Further, the authors checked for evidences of possible cross-seeding (when one abnormal protein—called a seed—is capable of modifying the folding of another type of protein) between the two protein deposits. Interestingly, cross-seeding with α-synuclein was already showed to occur with Aβ in vitro and with tau in vivo (Waxman and Giasson, 2011; Ono et al., 2012). The authors found an absence of co-localization between them both in plaques and in vascular deposits, suggesting that these pathologies might develop independently. However, as discussed, the lack of co-localization is not enough to completely exclude cross-seeding. Testing whether or not prion pathology might induce Aβ aggregation in health animals might be of interest. Also, they analyzed pituitary glands of AD patients for Aβ and further supported the possibility of contamination of c-GH batches with Aβ as well as prion proteins, as previously described (Peden et al., 2007). The authors argued that both proteins might have been present in the final preparation and iatrogenically contaminated the patients. A biochemical analysis of residual batches of c-GH for Aβ as well as their use in animal models of propagation could shed light into the matter.

Although Aβ is a hallmark of Alzheimer's disease, no tau pathology was found in the brain of such patients. The authors suggested that, had the patients not died of prion disease, the tau accumulation might have developed over time. It is indeed known that tau pathology develops after the Aβ deposits in AD (Jack et al., 2010), but with the presented findings is still uncertain if they would or not develop tau pathology and AD.

Their hypothesis is supported by the fact that iatrogenic transmission of Aβ has been demonstrated more than once in mice by both intracerebral and peripheral routes (Meyer-Luehmann et al., 2006; Eisele et al., 2009, 2010; Stöhr et al., 2012). Also, Tousseyn et al. (2015) exposed human brain homogenates to sporadic CJD human brain homogenates and found positive Aβ labeling as well as hyperphosphorilated tau accumulation. Recently, Ye et al. (2015) demonstrated that such seeds may stay dormant in a mouse brain for months and still be pathological once inoculated in another animal. It would be interesting to see a parabiosis experiment showing that cerebral Aβ deposits in transgenic mice, for example, could be transmitted to another, health, mice through the blood.
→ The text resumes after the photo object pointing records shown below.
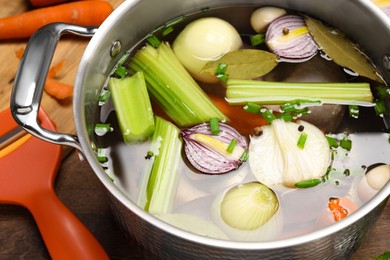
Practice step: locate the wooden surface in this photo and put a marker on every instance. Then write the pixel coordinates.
(76, 184)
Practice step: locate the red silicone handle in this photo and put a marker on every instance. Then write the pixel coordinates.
(64, 235)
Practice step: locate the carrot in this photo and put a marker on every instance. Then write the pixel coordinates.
(86, 13)
(57, 89)
(40, 3)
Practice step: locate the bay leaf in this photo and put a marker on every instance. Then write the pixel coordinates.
(341, 49)
(244, 64)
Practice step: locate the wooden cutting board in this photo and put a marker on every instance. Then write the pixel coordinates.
(70, 49)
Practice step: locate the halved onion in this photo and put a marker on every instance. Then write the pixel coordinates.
(208, 153)
(289, 38)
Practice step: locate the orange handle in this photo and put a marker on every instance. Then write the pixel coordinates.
(64, 235)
Collectively, the literature still doesn't support prion-like transmission as a relevant form of developing AD. Since other larger studies found controversial results, the next step to test Jaunmuktane et al. (2015) hypothesis would be to obtain data from larger cohorts of CJD patients. Once confirmed, we can imagine two scenarios: a scientific fun-fact with little epidemiological significance for the general population or a revolution in AD prevention, patient management and treatment development. Let's wait for the next chapter.

Author contributions

IS wrote the initial draft. ED revised the initial draft and contributed with further writing. Both collected data from literature and revised the final manuscript.

Conflict of interest statement

The authors declare that the research was conducted in the absence of any commercial or financial relationships that could be construed as a potential conflict of interest.